A Cochrane review [Abstract] 1 included 8 studies with a total of 1 243 children on community-based supplementary feeding for promoting the physical growth of children under 5 years of age in low and middle income countries. Supplementary feeding was defined as the provision of extra food to poor children or families beyond the normal ration of their home diets. There were high levels of clinical heterogeneity in the participants, interventions and outcome measures across studies. Nevertheless, in order to quantify pooled effects of supplementary feeding the studies were combined according to prespecified characteristics which were the children's age (younger or older than 24 months), their nutritional status at baseline (stunted or wasted, or not stunted or wasted) and the duration of the intervention (less or more than 12 months). A statistically significant difference of effect was only found for length during the intervention in children aged less than 12 months (MD 0.19 cm, 95% CI 0.07 to 0.31; 2 studies, n=795). Based on the summary statistic calculated for each study, the MD between intervention and control groups ranged from 0.48 cm (95% CI 0.07 to 0.89) to 1.3 cm (95% CI 0.03 to 2.57) after 3 and 12 months of intervention, respectively. Data on potential adverse effects were lacking.
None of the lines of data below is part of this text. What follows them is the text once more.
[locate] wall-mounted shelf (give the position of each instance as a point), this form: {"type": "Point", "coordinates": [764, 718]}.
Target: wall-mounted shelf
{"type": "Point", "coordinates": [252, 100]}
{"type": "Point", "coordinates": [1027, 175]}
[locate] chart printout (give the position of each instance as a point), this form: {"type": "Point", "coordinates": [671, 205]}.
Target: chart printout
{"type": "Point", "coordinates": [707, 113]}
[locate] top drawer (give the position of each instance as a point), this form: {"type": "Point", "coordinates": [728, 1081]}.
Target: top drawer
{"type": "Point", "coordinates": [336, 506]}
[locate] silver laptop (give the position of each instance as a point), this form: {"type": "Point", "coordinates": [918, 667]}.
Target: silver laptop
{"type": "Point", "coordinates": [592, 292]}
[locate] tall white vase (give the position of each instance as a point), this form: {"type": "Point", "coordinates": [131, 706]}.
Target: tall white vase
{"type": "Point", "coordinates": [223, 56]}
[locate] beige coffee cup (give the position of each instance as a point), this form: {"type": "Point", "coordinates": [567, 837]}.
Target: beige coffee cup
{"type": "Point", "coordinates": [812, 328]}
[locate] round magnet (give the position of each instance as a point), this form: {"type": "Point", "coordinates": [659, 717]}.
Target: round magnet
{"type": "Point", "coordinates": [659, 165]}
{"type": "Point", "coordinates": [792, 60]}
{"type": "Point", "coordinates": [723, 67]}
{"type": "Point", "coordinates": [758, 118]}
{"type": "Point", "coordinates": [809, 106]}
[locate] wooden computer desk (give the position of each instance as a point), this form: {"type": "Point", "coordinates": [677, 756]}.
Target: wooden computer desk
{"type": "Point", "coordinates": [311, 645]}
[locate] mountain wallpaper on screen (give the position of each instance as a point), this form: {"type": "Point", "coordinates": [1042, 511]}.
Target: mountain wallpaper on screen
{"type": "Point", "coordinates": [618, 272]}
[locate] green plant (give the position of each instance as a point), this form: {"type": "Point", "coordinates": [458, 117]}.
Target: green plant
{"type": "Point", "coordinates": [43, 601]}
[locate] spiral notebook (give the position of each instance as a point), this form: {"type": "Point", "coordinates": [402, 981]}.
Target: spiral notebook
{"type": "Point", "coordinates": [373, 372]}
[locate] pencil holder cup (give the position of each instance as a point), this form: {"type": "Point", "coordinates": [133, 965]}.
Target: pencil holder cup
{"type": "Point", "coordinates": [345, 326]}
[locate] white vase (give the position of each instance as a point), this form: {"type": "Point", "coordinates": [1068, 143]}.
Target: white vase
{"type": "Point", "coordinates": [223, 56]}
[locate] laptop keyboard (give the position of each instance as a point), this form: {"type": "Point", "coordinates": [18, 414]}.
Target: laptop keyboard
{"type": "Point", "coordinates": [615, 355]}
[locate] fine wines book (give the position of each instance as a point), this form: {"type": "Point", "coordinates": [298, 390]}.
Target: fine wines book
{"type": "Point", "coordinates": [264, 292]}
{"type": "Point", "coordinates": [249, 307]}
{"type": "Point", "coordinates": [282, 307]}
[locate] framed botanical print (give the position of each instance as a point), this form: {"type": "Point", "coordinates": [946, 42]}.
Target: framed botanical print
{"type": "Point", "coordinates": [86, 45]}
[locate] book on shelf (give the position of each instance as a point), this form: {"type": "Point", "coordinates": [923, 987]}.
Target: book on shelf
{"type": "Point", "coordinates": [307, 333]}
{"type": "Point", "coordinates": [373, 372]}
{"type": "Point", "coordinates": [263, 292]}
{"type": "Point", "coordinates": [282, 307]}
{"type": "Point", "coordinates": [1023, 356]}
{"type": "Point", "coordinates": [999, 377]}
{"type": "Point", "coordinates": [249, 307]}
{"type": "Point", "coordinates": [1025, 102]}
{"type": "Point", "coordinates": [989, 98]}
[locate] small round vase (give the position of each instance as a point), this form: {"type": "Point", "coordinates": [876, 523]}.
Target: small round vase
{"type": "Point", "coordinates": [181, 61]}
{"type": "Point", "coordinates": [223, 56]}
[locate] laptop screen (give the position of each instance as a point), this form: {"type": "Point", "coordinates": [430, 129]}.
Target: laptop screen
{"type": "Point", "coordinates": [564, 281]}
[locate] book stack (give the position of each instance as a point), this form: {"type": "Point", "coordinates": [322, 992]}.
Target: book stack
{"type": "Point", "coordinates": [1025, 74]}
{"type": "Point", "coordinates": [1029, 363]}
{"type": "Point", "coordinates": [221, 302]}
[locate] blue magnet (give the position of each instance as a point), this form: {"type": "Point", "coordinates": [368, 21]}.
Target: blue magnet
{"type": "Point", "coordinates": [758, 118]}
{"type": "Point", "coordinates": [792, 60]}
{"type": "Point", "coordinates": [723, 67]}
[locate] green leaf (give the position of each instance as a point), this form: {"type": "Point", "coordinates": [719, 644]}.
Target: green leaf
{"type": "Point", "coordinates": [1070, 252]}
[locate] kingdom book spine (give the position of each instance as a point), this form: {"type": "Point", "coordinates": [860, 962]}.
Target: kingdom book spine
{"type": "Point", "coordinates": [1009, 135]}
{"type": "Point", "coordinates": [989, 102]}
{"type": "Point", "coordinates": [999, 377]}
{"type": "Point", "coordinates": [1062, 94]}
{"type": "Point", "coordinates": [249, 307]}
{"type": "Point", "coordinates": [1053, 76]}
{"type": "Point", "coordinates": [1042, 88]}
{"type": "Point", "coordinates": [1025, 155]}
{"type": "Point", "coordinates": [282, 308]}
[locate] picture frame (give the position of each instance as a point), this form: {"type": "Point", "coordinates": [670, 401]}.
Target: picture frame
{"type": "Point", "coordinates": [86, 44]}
Comment: The quality of evidence is downgraded by study limitations (unclear allocation concealment and lack of blinding), and by inconsistency.

References

  • Sguassero Y, de Onis M, Bonotti AM et al. Community-based supplementary feeding for promoting the growth of children under five years of age in low and middle income countries. Cochrane Database Syst Rev 2012;(6):CD005039. [PubMed].